Utility to print the output of a question generating pipeline in a readable format.

export_answers_to_csv

def export_answers_to_csv(agg_results: list, output_file)

Exports answers coming from finder.get_answers() to a CSV file.

Arguments:

  • agg_results: A list of predictions coming from finder.get_answers().
  • output_file: The name of the output file.

Returns:

None

convert_labels_to_squad

def convert_labels_to_squad(labels_file: str)

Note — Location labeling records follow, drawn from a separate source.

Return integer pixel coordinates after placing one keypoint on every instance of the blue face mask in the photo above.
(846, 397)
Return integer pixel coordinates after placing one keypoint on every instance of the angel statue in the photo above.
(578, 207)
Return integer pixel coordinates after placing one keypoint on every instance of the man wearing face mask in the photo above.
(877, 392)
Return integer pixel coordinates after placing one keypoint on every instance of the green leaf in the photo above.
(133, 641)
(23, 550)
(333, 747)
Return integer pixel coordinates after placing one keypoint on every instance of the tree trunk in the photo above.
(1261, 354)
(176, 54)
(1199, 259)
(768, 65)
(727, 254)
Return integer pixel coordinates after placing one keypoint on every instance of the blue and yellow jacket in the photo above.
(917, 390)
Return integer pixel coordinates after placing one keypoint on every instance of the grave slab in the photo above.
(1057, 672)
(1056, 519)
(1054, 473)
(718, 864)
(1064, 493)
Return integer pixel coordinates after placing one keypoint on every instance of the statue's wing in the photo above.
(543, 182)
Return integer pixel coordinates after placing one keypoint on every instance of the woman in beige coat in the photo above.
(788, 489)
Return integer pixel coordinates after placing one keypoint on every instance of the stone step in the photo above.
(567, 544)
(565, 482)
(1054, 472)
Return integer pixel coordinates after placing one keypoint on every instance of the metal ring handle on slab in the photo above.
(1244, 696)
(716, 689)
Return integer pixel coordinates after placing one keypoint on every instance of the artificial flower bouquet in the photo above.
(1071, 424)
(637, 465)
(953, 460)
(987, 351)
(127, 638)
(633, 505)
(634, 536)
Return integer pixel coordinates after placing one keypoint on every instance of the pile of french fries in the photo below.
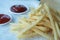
(40, 22)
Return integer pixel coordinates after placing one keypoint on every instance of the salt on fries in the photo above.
(40, 22)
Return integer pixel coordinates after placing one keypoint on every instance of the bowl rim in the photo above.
(21, 12)
(8, 21)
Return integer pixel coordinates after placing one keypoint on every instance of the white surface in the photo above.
(5, 5)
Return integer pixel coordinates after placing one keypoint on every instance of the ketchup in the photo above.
(4, 18)
(18, 8)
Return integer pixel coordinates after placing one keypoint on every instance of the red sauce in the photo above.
(18, 8)
(4, 18)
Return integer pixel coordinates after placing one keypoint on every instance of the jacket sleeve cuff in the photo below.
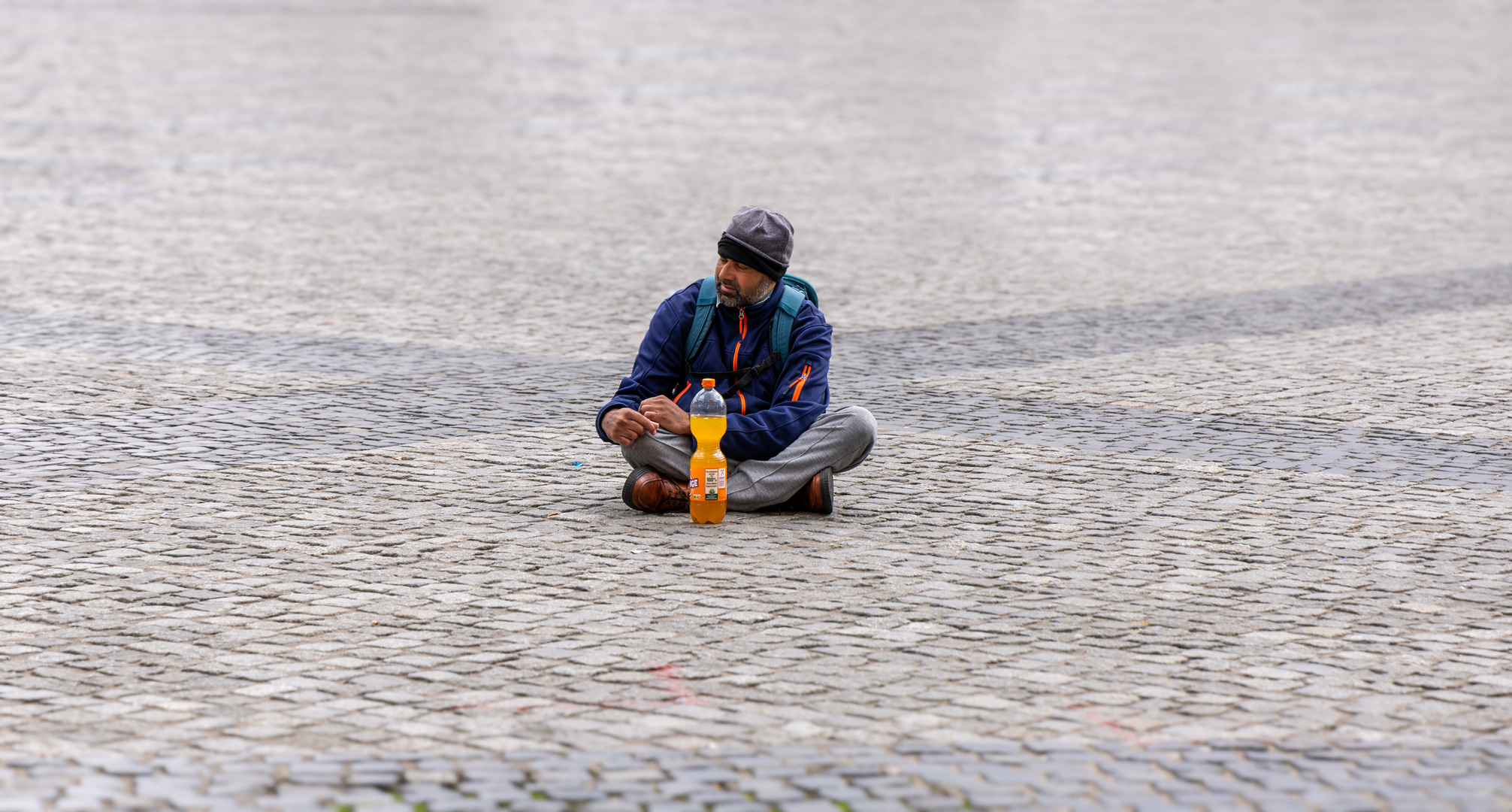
(597, 423)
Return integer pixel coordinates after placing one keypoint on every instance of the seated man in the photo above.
(781, 444)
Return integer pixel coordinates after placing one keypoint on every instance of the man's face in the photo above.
(741, 285)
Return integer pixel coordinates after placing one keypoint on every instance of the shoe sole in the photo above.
(827, 492)
(629, 486)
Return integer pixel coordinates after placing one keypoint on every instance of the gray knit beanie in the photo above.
(761, 239)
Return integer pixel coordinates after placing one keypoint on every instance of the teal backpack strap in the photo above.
(702, 320)
(782, 323)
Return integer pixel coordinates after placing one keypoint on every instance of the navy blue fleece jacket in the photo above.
(766, 417)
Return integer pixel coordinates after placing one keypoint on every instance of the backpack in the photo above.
(794, 291)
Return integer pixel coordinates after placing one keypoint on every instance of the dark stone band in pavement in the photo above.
(1038, 339)
(427, 393)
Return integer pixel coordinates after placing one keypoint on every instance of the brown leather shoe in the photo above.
(818, 495)
(646, 489)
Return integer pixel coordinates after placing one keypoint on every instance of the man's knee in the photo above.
(859, 424)
(859, 430)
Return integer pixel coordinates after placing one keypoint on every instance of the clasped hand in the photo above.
(626, 426)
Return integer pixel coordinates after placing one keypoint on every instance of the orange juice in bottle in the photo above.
(706, 471)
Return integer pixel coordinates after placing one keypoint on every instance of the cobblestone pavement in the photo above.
(1186, 326)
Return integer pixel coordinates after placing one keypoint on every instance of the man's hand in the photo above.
(626, 426)
(666, 414)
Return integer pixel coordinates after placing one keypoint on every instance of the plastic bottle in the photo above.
(706, 471)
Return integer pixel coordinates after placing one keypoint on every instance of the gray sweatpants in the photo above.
(839, 441)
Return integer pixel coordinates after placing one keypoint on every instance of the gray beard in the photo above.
(747, 301)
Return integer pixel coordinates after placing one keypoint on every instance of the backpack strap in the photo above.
(702, 320)
(782, 321)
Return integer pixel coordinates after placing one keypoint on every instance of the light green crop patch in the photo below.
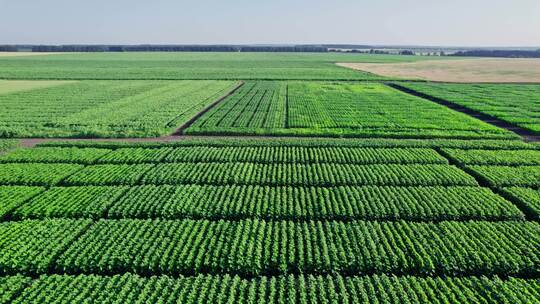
(12, 86)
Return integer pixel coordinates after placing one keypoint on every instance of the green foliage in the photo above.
(339, 110)
(180, 65)
(106, 108)
(136, 155)
(311, 203)
(70, 202)
(280, 174)
(282, 154)
(285, 154)
(11, 286)
(7, 144)
(54, 155)
(31, 246)
(35, 174)
(514, 103)
(382, 289)
(256, 247)
(527, 199)
(13, 196)
(494, 157)
(306, 142)
(108, 175)
(503, 176)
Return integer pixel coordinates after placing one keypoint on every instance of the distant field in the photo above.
(516, 104)
(20, 54)
(102, 108)
(336, 109)
(191, 66)
(405, 200)
(464, 70)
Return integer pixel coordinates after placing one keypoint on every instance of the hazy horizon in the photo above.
(461, 23)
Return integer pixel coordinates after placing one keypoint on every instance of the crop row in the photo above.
(255, 105)
(517, 104)
(505, 176)
(527, 199)
(342, 155)
(12, 197)
(256, 247)
(264, 202)
(346, 109)
(35, 174)
(484, 144)
(494, 157)
(271, 174)
(280, 289)
(106, 108)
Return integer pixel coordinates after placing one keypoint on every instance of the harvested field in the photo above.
(501, 70)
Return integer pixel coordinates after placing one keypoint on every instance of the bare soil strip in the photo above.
(478, 70)
(525, 134)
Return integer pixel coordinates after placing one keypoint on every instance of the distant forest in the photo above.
(162, 48)
(500, 53)
(320, 48)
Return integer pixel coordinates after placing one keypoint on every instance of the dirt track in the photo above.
(495, 70)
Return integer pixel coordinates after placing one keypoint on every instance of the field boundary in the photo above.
(527, 135)
(187, 124)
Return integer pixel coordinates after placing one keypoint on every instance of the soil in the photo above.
(477, 70)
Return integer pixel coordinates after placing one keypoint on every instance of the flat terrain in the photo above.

Convert the export from the labeling UI to the SQuAD format for training.

Arguments:

  • labels_file: The path to the file containing labels.

Module preprocessing

convert_files_to_docs

def convert_files_to_docs(
        dir_path: str,
        clean_func: Optional[Callable] = None,
        split_paragraphs: bool = False,
        encoding: Optional[str] = None,
        id_hash_keys: Optional[List[str]] = None) -> List[Document]

Convert all files(.txt, .pdf, .docx) in the sub-directories of the given path to Documents that can be written to a

Document Store.

Arguments:

  • dir_path: The path of the directory containing the Files.
  • clean_func: A custom cleaning function that gets applied to each Document (input: str, output: str).
  • split_paragraphs: Whether to split text by paragraph.
  • encoding: Character encoding to use when converting pdf documents.
  • id_hash_keys: A list of Document attribute names from which the Document ID should be hashed from. Useful for generating unique IDs even if the Document contents are identical. To ensure you don't have duplicate Documents in your Document Store if texts are not unique, you can modify the metadata and pass ["content", "meta"] to this field. If you do this, the Document ID will be generated by using the content and the defined metadata.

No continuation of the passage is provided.